News Archive

Museum of Bad Art: an unparalleled museum of weird paintings

Museum of Bad Art: an unparalleled museum of weird paintings

There are many unique interesting sights in the world, and if world-famous museums are designed to delight and delight visitors, then some of them, on the contrary, cause surprise, bewilderment or shock.

A special place among them is occupied by the outrageous and intriguing American private museum - the Museum of Bad Art, MOBA, the only museum in the world that exhibits the ridiculous and tasteless works of the authors. Its main purpose is to “commemorate the work of artists whose extraordinary work has not been recognized”.


Three branches of the Museum of Bad Art, located in Deden (a suburb in northwest Boston), Somerville (a suburb in north Boston) and Brookline (Massachusetts) with a permanent collection of over 500 art objects.

History of creation - in 1994, antiquary Scott Wilson found a strange painting “Lucy in a field of flowers” in a trash can in Boston, and showed it to his friends. They jokingly offered to continue collecting bad exhibits, to which Wilson, thinking, decided to continue searching for non-standard samples. In March 1994, antiquarian friend Jerry Reilly and his wife organized an exhibition at their home called “Opening a Museum of Bad Art”, presenting some of the “masterpieces” to the public. The show of the collection gained scandalous popularity and became a regular. The problem of limited space was solved by the creation of a “virtual museum”, a CD-ROM with the works of 95 artists.


In 1995, exhibitions of universal formats were opened in the basement of the Dedem Amateur Theater: for example, works hung directly on the trees in the Cape Cod Forest “Art from the Window - Gallery in the Forest”; 18 exhibits were covered in shrink-wrap for “the world's first supervised vehicle museum and car wash” in an exhibition called “Flooded Bad Art”.

In 2008, a second gallery opened at the Somerville Theater in Massachusetts, which included exhibitions: “Bright Colors / Dark Emotions”, “Know What You Like / Write (on Canvas) How You Feel”.

Criteria for selection of exhibits - all works are subject to strict selection, must be original, have significant flaws and be “bad enough”. And also - expressive, not boring and reflect the unsuccessful attempts of their experiment.


The museum's collection is a tribute to the sincerity of artists who strived for perfection, the ideal in their paintings, which are evidence of the enthusiasm of the artists, but in the end, they got a terrible reality.

Most of the paintings were donated by the authors themselves, saved from oblivion by the Cambridge Garbage Collectors' Union, or purchased from auctions and charity shops.

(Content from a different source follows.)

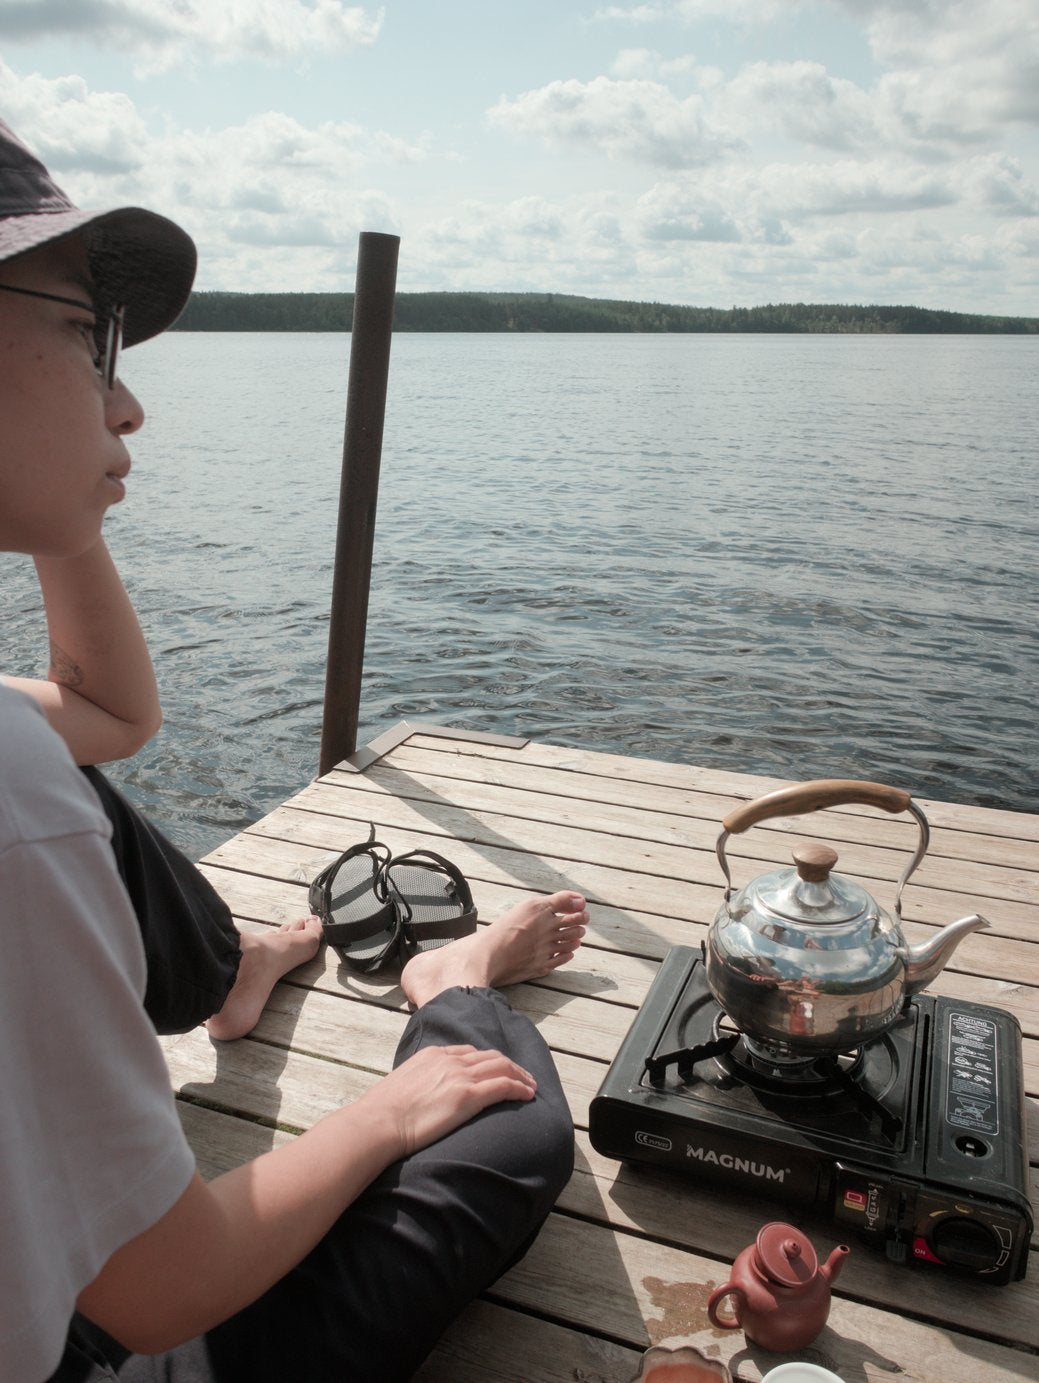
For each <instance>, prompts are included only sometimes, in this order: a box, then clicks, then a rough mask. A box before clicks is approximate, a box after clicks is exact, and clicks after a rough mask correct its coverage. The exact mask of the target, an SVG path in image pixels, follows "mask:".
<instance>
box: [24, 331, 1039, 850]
mask: <svg viewBox="0 0 1039 1383" xmlns="http://www.w3.org/2000/svg"><path fill="white" fill-rule="evenodd" d="M349 344H350V339H349V336H346V335H342V336H339V335H234V333H230V335H188V333H173V335H169V336H165V337H162V339H160V340H158V342H154V343H149V344H148V346H144V347H141V349H140V350H134V351H131V353H130V354H129V355H127V357H126V361H125V378H126V379H127V383H129V384H130V386H131V387H133V389H136V390H137V393H138V394H140V397H141V400H142V401H144V404H145V408H147V409H148V415H149V416H148V422H147V426H145V429H144V430H142V431H141V433H140V436H138V437H137V438H134V444H133V452H134V472H133V474H131V477H130V492H129V498H127V501H126V503H123V505H122V506H120V508H119V509H118V510H115V512H113V513H112V517H111V520H109V527H108V534H109V542H111V545H112V549H113V552H115V553H116V557H118V560H119V561H120V564H122V567H123V570H125V574H126V579H127V585H129V586H130V589H131V592H133V596H134V600H136V603H137V606H138V610H140V613H141V620H142V624H144V626H145V631H147V633H148V638H149V642H151V646H152V650H154V654H155V662H156V668H158V675H159V682H160V686H162V692H163V704H165V712H166V723H165V727H163V730H162V733H160V734H159V736H158V739H156V740H155V741H154V743H152V744H151V745H148V747H147V748H145V750H144V751H142V752H141V754H140V755H138V757H137V758H136V759H134V761H131V762H130V763H125V765H120V766H118V768H116V769H113V776H115V777H118V779H119V780H120V781H122V783H125V784H126V787H127V791H129V792H130V795H131V797H134V799H137V801H138V802H140V804H141V805H144V806H145V809H148V810H149V812H151V813H152V815H154V816H155V817H156V819H158V820H159V822H160V823H162V824H163V826H165V827H166V828H167V830H169V831H170V834H173V835H174V837H176V838H177V839H178V841H180V842H181V844H183V845H184V846H185V848H187V849H188V851H190V852H191V853H194V855H198V853H202V852H203V851H205V849H209V848H212V846H213V845H216V844H219V842H220V841H221V839H224V838H227V835H230V834H232V833H234V831H235V830H239V828H241V827H242V826H245V824H248V823H249V822H252V820H255V819H256V817H259V816H260V815H263V813H264V812H266V810H268V809H270V808H271V806H274V805H275V804H277V802H279V801H282V799H284V798H285V797H286V795H289V794H291V792H292V791H295V790H297V788H299V787H302V786H303V784H304V783H306V781H307V780H309V779H310V777H313V776H314V773H315V772H317V762H318V745H320V732H321V698H322V693H324V658H325V650H327V638H328V603H329V591H331V570H332V559H333V541H335V523H336V503H338V488H339V465H340V452H342V434H343V408H344V398H346V376H347V362H349ZM1038 366H1039V339H1036V337H967V336H923V337H921V336H612V335H605V336H570V335H567V336H555V335H544V336H533V335H531V336H497V335H401V336H398V337H396V340H394V343H393V360H392V369H390V387H389V402H387V418H386V434H385V444H383V463H382V487H380V496H379V512H378V528H376V550H375V570H374V578H372V599H371V610H369V626H368V643H367V654H365V668H367V671H365V683H364V697H362V704H361V743H364V741H367V740H369V739H372V737H374V736H375V734H378V733H380V732H382V730H385V729H386V727H389V726H390V725H393V723H394V722H396V721H398V719H401V718H403V716H407V718H415V719H430V721H436V722H443V723H451V725H459V726H466V727H472V729H479V730H495V732H501V733H513V734H524V736H531V737H537V739H544V740H549V741H553V743H558V744H577V745H584V747H587V748H596V750H607V751H614V752H623V754H634V755H643V757H647V758H660V759H672V761H686V762H690V763H699V765H715V766H721V768H730V769H736V770H748V772H757V773H768V774H779V776H783V777H793V779H808V777H823V776H841V777H869V779H879V780H881V781H888V783H894V784H897V786H901V787H906V788H909V790H910V791H912V792H914V794H917V795H921V797H937V798H948V799H957V801H971V802H980V804H984V805H991V806H1006V808H1014V809H1024V810H1039V795H1038V794H1036V762H1038V757H1036V748H1038V743H1036V685H1038V682H1039V636H1038V635H1036V589H1038V585H1039V581H1038V577H1039V546H1038V545H1036V530H1038V528H1039V519H1038V516H1036V505H1035V490H1036V458H1038V456H1039V411H1038V409H1036V407H1035V380H1036V368H1038ZM0 578H1V579H3V591H4V599H3V603H4V611H6V617H4V650H3V660H1V664H3V667H4V668H6V669H7V671H19V672H29V671H32V669H33V668H39V665H40V664H39V658H40V657H42V654H43V647H44V640H43V636H42V631H40V618H39V609H37V599H36V593H35V585H33V582H32V579H30V575H29V571H28V570H26V564H25V563H24V561H21V560H15V559H4V561H3V564H0Z"/></svg>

The main common features identified by Cash Peters in his book in evaluating the exhibits: the inability of the authors to correctly draw body parts, the mismatch of colors in the depiction of flora and fauna, the use of “mixed media” by artists: gluing sparkles, feathers or hair onto a picture if there is doubt about it quality and others.


Unique exhibits of the collection – “Lucy in a field with flowers” (oil on canvas, work by an unknown author) - a landmark painting, which depicts a portrait of an elderly woman dancing in the center of a spring field of flowers. She sits on a red chair with a bouquet of daisies in her hand, under the vaults of a yellow sky.


“George on a Chamber Pot on a Sunday Afternoon” (acrylic on canvas, unknown artist, donated by Jim Shulman) is an impressionist pointillist painting similar to that of Georges Seurat, depicting a large man wearing “Y” underwear, sitting on a potty. The prototype of the painting was allegedly former US Attorney General John Ashcroft.

Interesting facts:

  • Since the end of 2008, signatures and titles for works can be created by visitors themselves;
  • Staff and tourists have the opportunity to laugh out loud in the museum, as many of the works cause “unintentional fun”;
  • Museum purchases paintings at auctions in the amount of 6,50 USD - no more, but if the work is exceptional, they can spend up to 20 USD;
  • The scandalous popularity of the museum has led to the fact that information about it is placed in various collections, guides and guides for tourists with an extraordinary motto “art is too bad to be ignored”;
  • The museum has inspired similar collections in Ohio, Seattle, and Australia; and members of the Minneapolis theater company Commedia Beauregard wrote one-act plays based on their favorite works.